Da stigma a dettaglio di stile
Intrecciando storia, aneddoti e stereotipi lungo i 750 anni dalla loro invenzione, David King Dunaway ci ricorda come, fino ai primi anni del Novecento, portare gli occhiali da vista fosse motivo di imbarazzo sociale, specie per le ragazze e i bambini. È solo dagli anni Venti del secolo scorso che le cose cominciano lentamente a cambiare e gli occhiali diventano un segno di distinzione. Il fascino di personaggi come Le Corbusier, Truman Capote, Gio Ponti, Max Ernst o Paul Klee è indissolubilmente legato alle forme e ai colori delle loro montature, contraddistinte da un’eleganza che ritroviamo intatta nelle montature dal sapore anni Trenta.

Il ruolo di Hollywood…
Sarà il cinema a fare il resto, racconta l’autore di questo saggio, trasformando montature come quelle dal taglio cat-eye di Marylin Monroe e Lauren Bacall, i formati oversize e avvolgenti di Audrey Hepburn o i modelli pilot indossati dai protagonisti di tanti film d’azione, in veri e propri oggetti del desiderio.

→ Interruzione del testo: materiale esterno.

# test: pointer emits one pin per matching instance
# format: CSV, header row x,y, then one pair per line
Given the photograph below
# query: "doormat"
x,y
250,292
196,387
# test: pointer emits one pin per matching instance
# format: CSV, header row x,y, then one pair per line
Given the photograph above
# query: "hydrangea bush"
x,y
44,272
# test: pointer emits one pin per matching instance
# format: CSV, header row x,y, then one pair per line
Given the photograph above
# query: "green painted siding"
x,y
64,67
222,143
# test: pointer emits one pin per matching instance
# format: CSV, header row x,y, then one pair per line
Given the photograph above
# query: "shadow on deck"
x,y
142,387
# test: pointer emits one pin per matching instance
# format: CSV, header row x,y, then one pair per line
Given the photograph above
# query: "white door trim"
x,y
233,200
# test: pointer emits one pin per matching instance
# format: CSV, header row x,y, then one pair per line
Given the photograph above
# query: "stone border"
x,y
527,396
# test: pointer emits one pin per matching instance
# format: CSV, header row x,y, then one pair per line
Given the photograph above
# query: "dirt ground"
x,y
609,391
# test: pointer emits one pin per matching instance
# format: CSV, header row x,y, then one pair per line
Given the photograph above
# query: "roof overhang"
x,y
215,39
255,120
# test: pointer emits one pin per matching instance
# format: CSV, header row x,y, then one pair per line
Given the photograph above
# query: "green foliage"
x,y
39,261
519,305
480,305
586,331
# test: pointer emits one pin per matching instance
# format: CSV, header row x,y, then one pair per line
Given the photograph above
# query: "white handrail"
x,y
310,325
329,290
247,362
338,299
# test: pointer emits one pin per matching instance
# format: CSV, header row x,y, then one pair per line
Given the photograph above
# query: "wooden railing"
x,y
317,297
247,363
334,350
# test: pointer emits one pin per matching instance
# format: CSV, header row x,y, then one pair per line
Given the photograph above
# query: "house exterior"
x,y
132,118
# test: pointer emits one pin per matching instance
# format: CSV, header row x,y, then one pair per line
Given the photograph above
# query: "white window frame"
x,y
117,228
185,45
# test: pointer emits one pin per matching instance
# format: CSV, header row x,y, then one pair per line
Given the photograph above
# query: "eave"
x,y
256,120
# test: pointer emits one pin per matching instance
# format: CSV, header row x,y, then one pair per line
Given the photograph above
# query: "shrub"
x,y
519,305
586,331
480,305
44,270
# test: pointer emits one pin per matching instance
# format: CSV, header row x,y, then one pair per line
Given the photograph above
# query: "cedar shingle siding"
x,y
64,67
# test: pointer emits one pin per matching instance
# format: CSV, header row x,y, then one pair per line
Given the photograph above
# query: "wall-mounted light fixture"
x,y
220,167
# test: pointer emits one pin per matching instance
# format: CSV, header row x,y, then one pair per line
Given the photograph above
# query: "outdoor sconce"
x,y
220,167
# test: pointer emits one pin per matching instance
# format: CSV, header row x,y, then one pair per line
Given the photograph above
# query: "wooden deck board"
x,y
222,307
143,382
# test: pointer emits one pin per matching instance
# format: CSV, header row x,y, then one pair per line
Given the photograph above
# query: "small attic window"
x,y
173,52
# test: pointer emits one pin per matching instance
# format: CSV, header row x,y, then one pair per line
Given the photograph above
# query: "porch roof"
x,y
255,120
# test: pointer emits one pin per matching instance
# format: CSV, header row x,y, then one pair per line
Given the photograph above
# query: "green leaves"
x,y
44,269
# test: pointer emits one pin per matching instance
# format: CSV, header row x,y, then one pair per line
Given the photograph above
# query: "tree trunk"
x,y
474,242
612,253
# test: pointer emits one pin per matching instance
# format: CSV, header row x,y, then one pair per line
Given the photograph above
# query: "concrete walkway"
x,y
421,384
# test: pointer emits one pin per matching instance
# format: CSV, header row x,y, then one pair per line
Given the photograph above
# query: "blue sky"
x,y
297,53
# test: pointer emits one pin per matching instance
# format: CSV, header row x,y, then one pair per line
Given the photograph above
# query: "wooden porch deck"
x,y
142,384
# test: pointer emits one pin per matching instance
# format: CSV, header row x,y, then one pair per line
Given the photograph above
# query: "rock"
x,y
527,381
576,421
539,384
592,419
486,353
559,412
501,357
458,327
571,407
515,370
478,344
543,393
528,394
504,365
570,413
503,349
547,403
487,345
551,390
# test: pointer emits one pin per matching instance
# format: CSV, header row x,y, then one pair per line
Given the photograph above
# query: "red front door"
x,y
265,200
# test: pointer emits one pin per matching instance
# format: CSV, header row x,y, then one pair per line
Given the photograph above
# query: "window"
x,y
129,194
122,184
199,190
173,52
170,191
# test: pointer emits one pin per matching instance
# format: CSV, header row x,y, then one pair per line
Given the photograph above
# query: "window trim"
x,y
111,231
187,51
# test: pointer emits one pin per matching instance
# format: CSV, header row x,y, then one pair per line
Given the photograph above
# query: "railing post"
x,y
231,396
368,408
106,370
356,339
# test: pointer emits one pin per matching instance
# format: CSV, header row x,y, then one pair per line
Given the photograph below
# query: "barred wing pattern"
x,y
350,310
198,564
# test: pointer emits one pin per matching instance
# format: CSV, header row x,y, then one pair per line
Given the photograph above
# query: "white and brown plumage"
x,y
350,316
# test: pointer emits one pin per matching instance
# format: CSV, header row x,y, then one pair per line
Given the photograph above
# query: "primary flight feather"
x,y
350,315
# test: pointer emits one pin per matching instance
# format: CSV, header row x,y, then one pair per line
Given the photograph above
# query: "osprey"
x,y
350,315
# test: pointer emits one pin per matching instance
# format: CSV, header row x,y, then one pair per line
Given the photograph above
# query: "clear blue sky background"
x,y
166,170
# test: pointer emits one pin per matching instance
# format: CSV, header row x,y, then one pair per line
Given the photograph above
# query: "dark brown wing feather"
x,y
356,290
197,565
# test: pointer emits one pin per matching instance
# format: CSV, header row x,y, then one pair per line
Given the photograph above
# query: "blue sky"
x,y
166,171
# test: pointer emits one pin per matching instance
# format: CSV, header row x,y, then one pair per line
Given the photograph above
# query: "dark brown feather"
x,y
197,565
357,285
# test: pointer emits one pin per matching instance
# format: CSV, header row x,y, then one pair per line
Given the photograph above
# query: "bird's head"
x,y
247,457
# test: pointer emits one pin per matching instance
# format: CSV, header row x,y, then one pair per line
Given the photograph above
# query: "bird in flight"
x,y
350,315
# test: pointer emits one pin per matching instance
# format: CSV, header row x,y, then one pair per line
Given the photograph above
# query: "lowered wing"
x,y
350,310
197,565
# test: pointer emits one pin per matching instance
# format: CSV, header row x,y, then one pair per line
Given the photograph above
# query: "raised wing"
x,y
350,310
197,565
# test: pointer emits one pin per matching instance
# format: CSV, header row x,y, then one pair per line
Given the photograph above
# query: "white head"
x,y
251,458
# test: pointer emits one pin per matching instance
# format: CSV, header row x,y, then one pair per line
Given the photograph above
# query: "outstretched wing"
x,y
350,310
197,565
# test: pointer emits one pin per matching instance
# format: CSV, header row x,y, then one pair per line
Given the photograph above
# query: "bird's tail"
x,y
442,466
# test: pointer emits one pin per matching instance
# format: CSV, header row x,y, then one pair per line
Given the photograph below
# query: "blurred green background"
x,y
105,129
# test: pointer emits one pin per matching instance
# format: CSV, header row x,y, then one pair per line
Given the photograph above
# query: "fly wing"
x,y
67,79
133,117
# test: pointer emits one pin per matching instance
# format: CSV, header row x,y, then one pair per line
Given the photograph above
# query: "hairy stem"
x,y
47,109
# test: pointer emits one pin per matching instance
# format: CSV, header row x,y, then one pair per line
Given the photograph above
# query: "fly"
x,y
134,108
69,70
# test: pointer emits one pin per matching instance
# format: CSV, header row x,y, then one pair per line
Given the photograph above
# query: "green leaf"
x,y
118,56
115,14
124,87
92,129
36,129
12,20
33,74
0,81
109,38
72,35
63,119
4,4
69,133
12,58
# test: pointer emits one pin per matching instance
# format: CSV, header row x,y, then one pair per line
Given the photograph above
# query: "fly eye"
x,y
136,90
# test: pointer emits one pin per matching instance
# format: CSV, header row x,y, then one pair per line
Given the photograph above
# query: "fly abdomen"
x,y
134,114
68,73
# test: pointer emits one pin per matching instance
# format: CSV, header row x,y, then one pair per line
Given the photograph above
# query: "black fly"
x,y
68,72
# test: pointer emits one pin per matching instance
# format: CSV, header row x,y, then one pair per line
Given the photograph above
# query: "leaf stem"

Da indossare per raccontare qualcosa di sé attraverso linee e formati che oggi ritroviamo reinterpretati da brand del portfolio Marcolin.

…e quello della musica
Dalla swinging London, che sulle principali riviste di moda viene raccontata per immagini, con le montature tonde e metalliche di John Lennon o quelle bianche e importanti di band come The Who, si arriva alle sperimentazioni proposte dai gruppi rock e punk. E, più tardi, a quelle di star del calibro di Michael Jackson, Madonna, Bono, Kurt Kobain o i fratelli Gallagher. È l’inizio di un nuovo capitolo, con gli occhiali eletti a paradigma dell’estetica contemporanea, sapientemente riletto e aggiornato dai brand. Tra i protagonisti di un viaggio che, conclude David King Dunaway, non si è mai interrotto e già sta guardando a una nuova era.